Redis serves multiple roles in a CoFounder application: session storage, rate limiting, LLM response caching, and pub/sub for real-time updates. As traffic grows, move from a single Redis instance to a cluster:

// lib/redis.ts
import Redis from 'ioredis';

// Single instance (development / small scale)
const redis = new Redis(process.env.REDIS_URL!);

// Redis Cluster (production at scale)
// const redis = new Redis.Cluster([
//   { host: 'redis-1.example.com', port: 6379 },
//   { host: 'redis-2.example.com', port: 6379 },
//   { host: 'redis-3.example.com', port: 6379 },
// ]);

// Cache LLM responses for identical inputs
export async function cachedLLMCall(
  cacheKey: string,
  ttlSeconds: number,
  callFn: () => Promise<any>
) {
  const cached = await redis.get(cacheKey);
  if (cached) {
    return JSON.parse(cached);
  }

  const result = await callFn();
  await redis.setex(cacheKey, ttlSeconds, JSON.stringify(result));
  return result;
}

// Rate limiting with sliding window
export async function checkRateLimit(
  userId: string,
  maxRequests: number,
  windowSeconds: number
): Promise<boolean> {
  const key = `ratelimit:${userId}`;
  const now = Date.now();

  const pipe = redis.pipeline();
  pipe.zremrangebyscore(key, 0, now - windowSeconds * 1000);
  pipe.zadd(key, now.toString(), `${now}`);
  pipe.zcard(key);
  pipe.expire(key, windowSeconds);

  const results = await pipe.exec();
  const count = results?.[2]?.[1] as number;
  return count <= maxRequests;
}

Queue-Based Agent Execution

For agents that take more than a few seconds to complete, move execution to a background queue.

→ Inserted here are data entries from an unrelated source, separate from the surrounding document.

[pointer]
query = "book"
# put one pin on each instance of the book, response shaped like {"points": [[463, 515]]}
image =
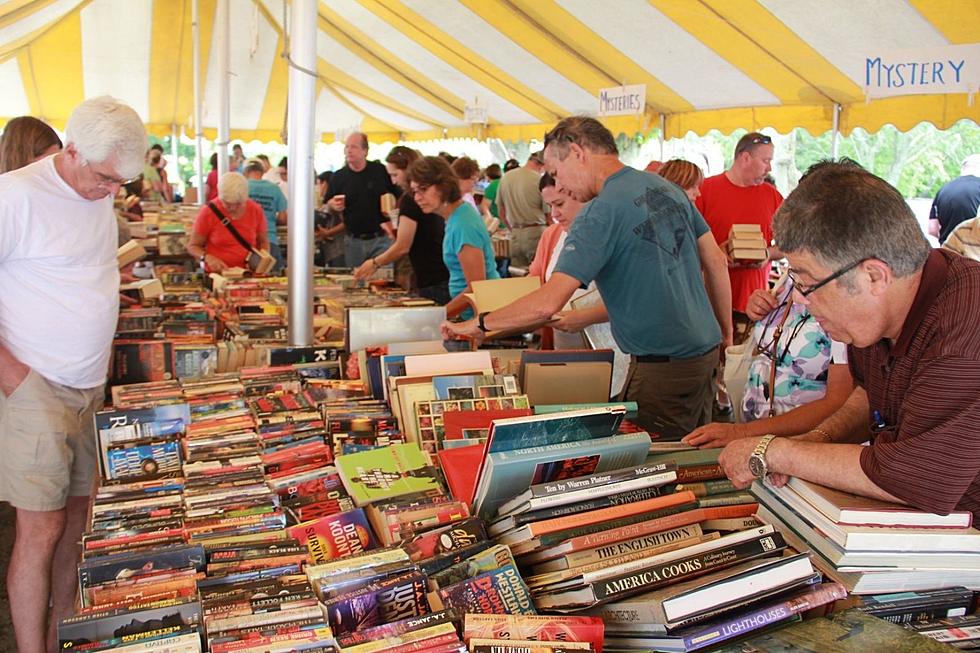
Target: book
{"points": [[571, 490], [504, 472], [384, 473], [643, 575], [560, 544], [129, 252], [335, 536], [637, 545], [616, 511], [741, 621], [501, 591], [561, 628], [877, 538], [678, 602], [846, 508], [773, 510], [850, 630], [504, 526], [924, 605]]}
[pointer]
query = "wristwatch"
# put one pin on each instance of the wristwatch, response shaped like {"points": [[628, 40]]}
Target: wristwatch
{"points": [[481, 325], [757, 459]]}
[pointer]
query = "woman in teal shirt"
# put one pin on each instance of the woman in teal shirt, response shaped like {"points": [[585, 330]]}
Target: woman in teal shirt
{"points": [[466, 248]]}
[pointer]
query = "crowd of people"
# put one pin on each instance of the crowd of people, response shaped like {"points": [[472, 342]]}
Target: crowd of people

This frees up your API servers and lets you control concurrency. Use BullMQ with Redis or AWS SQS:

// lib/agent-queue.ts
import { Queue, Worker } from 'bullmq';
import Redis from 'ioredis';

const connection = new Redis(process.env.REDIS_URL!, { maxRetriesPerRequest: null });

// Create the queue
export const agentQueue = new Queue('agent-execution', { connection });

// API route: enqueue agent work
export async function POST(req: Request) {
  const { agentId, input, userId } = await req.json();

  const job = await agentQueue.add('execute', {
    agentId,
    input,
    userId,
    traceContext: extractTraceContext(), // Propagate OTel context
  }, {
    priority: getUserPriority(userId),
    attempts: 2,
    backoff: { type: 'exponential', delay: 5000 },
    removeOnComplete: { count: 1000 },
    removeOnFail: { count: 5000 },
  });

  return Response.json({ jobId: job.id, status: 'queued' });
}

// Worker process (runs separately or in a dedicated container)
const worker = new Worker('agent-execution', async (job) => {
  const { agentId, input, userId, traceContext } = job.data;

  const result = await executeAgentWithContext(agentId, input, traceContext);

  // Store result for polling or push via WebSocket
  await redis.setex(`result:${job.id}`, 3600, JSON.stringify(result));

  return result;
}, {
  connection,
  concurrency: 5, // Process 5 agents concurrently per worker
  limiter: { max: 10, duration: 60_000 }, // Max 10 jobs per minute
});

CDN and Static Asset Optimization

Offload static assets (JS bundles, images, fonts) to a CDN so your servers focus on dynamic agent requests. On Vercel this is automatic. On AWS, use CloudFront in front of S3. Set long cache headers for hashed assets and short TTLs for HTML:

_next/static/** — immutable, cache for 1 year.
public/** — cache for 1 day with stale-while-revalidate.
HTML pages — cache for 60 seconds or use ISR (Incremental Static Regeneration).